The Multi-National Force and Observers (MFO) was created in 1979 as a US-led "coalition of the willing" force tasked with monitoring implementation of the 1979 peace treaty between Israel and Egypt. If the force is now being redeployed (=withdrawn) from the area bordering Gaza, that is already a major development. But now, in addition, Egypt and Washington are discussing evacuating the El-Gorah base, which is one of the MFO's two main operating bases?

The political crisis in Cairo provoked by yesterday's bust-out of Palestinians from Gaza into Sinai seems to be much deeper than I had previously thought.

(By the way, when I linked to a Debka-file report on the Gaza-Egypt situation in this JWN post yesterday, the URL there was the same as the URL linked to above. DF should understand that it's confusing for readers when they almost completely change the content of a published file after publication! I imagine that very diligent readers who want to find the whole text of the earlier DF report could do so by searching through caches?)



Comments
Comment from... Jonathan Edelstein, at January 24, 2008 11:12 AM:

My rule of thumb about DEBKA-file is not to believe anything they say unless it's corroborated. Whoever runs that site has a tendency to publish rumor without differentiating it from fact, which means that although some of their reports are factual, it's impossible to tell which without cross-checking other sources.

They lost all credibility with me the day they reported that Arafat was willing to settle for 65 percent of the West Bank.

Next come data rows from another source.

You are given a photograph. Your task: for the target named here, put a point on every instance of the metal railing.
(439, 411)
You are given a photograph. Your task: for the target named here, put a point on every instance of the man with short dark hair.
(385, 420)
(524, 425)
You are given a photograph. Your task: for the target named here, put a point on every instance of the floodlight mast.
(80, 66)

But that's another story, both literally and figuratively.

Comment from... Jonathan Edelstein, at January 24, 2008 12:10 PM:

BTW, if it is true that "Hamas had begun moving some of its elite units to its new stronghold," then is north Sinai now Palestinian-occupied territory?

Comment from... m.hasan, at January 24, 2008 12:13 PM:

Do not rely too much on Debka file . It is a site designed to spread disinformation similar to the bureau established to dissiminate disinformation before the American invasion of Iraq. The scene of thousands of women, children, old and young palestinians flooding the borders towards Egypt was a scandal for the Israeli state in front of the world. it showed the extent that this state has reached in its unethicality . Those scenes proved that the state of Israel has no ethical problem in starving those thousands of civilian human beings to death and blaming it to the palestinians or someone else. No doubt you will read and hear a lot to distract attention and to lay the blame on others like Egypt or Iran or Syria or whatever.

Comment from... JES, at January 24, 2008 12:41 PM:

Jonathan,

I tend to agree with you on both counts. Debka is a right-wing, settler propaganda site; not a source of reliable information, in my opinion.

I had also thought about the fact that it appears that Hamas considering Sinai to be the Palestinian "hinterland", and their positioning troops there may constitute an occupation of sovereign Egyptian territory. Interesting turn of events.

BTW, this whole episode is far from the forefront of concern in Israel today. Much more attention is being given to the upcoming Winograd report.